Now: the punchline. Given how important the reader and her cultural baggage are to the creative act in normal literature, we can see how a large learning model, which spits out text ripe for someone to construct it, is a feasible model in that domain: to move from a model where most of the creative work is done by the reader to one where all of it is, is no great step. There is enough bad human literature out there like that now, that is is no great stretch to do without the human altogether. In that case, what does it matter what the text says, as long as it is coherent enough for an enterprising reader to make something out of it?

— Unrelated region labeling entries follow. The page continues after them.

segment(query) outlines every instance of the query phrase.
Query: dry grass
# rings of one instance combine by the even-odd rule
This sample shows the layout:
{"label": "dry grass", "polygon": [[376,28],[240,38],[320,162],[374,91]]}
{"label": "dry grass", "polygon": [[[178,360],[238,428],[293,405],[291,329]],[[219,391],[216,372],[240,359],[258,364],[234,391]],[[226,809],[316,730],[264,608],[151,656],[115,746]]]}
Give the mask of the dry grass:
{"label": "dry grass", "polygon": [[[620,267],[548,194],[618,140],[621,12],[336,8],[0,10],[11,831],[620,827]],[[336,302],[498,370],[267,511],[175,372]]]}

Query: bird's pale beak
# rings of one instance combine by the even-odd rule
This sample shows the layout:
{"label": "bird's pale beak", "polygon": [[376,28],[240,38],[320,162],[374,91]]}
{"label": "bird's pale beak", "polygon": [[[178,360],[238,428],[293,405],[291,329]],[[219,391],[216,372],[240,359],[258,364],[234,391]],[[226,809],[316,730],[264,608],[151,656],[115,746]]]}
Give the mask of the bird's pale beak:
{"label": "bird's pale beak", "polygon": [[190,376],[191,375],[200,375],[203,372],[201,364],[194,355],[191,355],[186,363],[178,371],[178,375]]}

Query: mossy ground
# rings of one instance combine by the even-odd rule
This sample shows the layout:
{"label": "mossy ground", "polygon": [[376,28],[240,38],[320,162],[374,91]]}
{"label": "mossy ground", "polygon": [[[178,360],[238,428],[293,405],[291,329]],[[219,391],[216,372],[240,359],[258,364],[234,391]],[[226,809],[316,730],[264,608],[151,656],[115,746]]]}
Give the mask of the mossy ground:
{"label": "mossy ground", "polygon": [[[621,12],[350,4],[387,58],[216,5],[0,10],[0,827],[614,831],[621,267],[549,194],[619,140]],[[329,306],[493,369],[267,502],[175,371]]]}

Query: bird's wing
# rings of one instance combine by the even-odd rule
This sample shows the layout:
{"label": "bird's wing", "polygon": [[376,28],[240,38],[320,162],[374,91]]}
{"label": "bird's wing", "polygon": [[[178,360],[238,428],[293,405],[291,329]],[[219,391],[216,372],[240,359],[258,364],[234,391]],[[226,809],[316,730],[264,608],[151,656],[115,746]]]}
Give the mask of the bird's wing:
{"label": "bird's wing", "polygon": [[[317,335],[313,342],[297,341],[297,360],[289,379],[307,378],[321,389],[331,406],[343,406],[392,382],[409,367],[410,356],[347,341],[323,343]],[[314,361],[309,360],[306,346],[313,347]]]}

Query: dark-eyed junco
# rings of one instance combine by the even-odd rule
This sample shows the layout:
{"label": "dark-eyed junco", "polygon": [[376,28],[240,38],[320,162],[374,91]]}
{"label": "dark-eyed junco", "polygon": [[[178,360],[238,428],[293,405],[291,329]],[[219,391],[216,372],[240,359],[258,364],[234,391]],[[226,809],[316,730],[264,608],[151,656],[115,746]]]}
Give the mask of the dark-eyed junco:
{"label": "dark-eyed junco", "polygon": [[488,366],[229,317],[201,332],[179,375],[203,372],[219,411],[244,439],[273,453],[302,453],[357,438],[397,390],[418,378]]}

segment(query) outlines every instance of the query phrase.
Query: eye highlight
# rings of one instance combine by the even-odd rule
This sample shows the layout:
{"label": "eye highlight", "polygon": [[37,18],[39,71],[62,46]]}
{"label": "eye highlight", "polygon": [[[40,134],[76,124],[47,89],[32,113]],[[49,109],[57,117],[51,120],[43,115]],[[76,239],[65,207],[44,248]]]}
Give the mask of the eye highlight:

But that does not work at all at all for legal language. The language must say exactly what the parties require: nothing more or less, and it must do it in a way that leaves nothing open to a later creative act of interpretation. We should regard legal drafting as closer to computer code than literature: a form of symbol processing where the meaning resides wholly within and is fully limited by the text. But unlike computer code, you can’t run it in a sandbox to see if it works.

Meet the new boss —

We don’t doubt that LLM is coming, nor that the legal industry will find a use for it: just that there is a useful, sustained use for it. It feels more like a parlour trick: surprising at first, diverting after a while, but then the novelty wears off, and the appeal of persevering with what is basically a gabby but unfocussed child wears pales.

The traditional legal model faces existential challenges for sure, but they are not presented, and will not be addressed by random word generators.

Coda: is ChatGPT getting worse?

In other news, scientists are concerned that ChatGPT might be getting worse. Studies indicate that its accuracy at tasks requiring computational accuracy, like playing noughts and crosses or calculating prime numbers, is rapidly diminishing.

Perhaps ChatGPT is getting bored, or might it have something to do with the corpus increasingly comprising nonsense text generated on the hoof by some random using ChatGPT?

  1. Contracts don’t confer rights on third parties accidentally. Where is is deliberate, it is obtuse to exclude them.
  2. Maybe not that forgettable, come to think of it: it has stayed with me 15 years, after all.
  3. Call me post modern — go on, do — but I don't hold with Carl Sagan’s idea that a book teleports its author “inside our heads”. That would be to equate reading with symbol-processing. It absolutely isn’t, and that metaphor gravely underestimates the human brain when in construction mode.
  4. A bit ironic that Microsoft should call its chatbot “Bard”, of all things.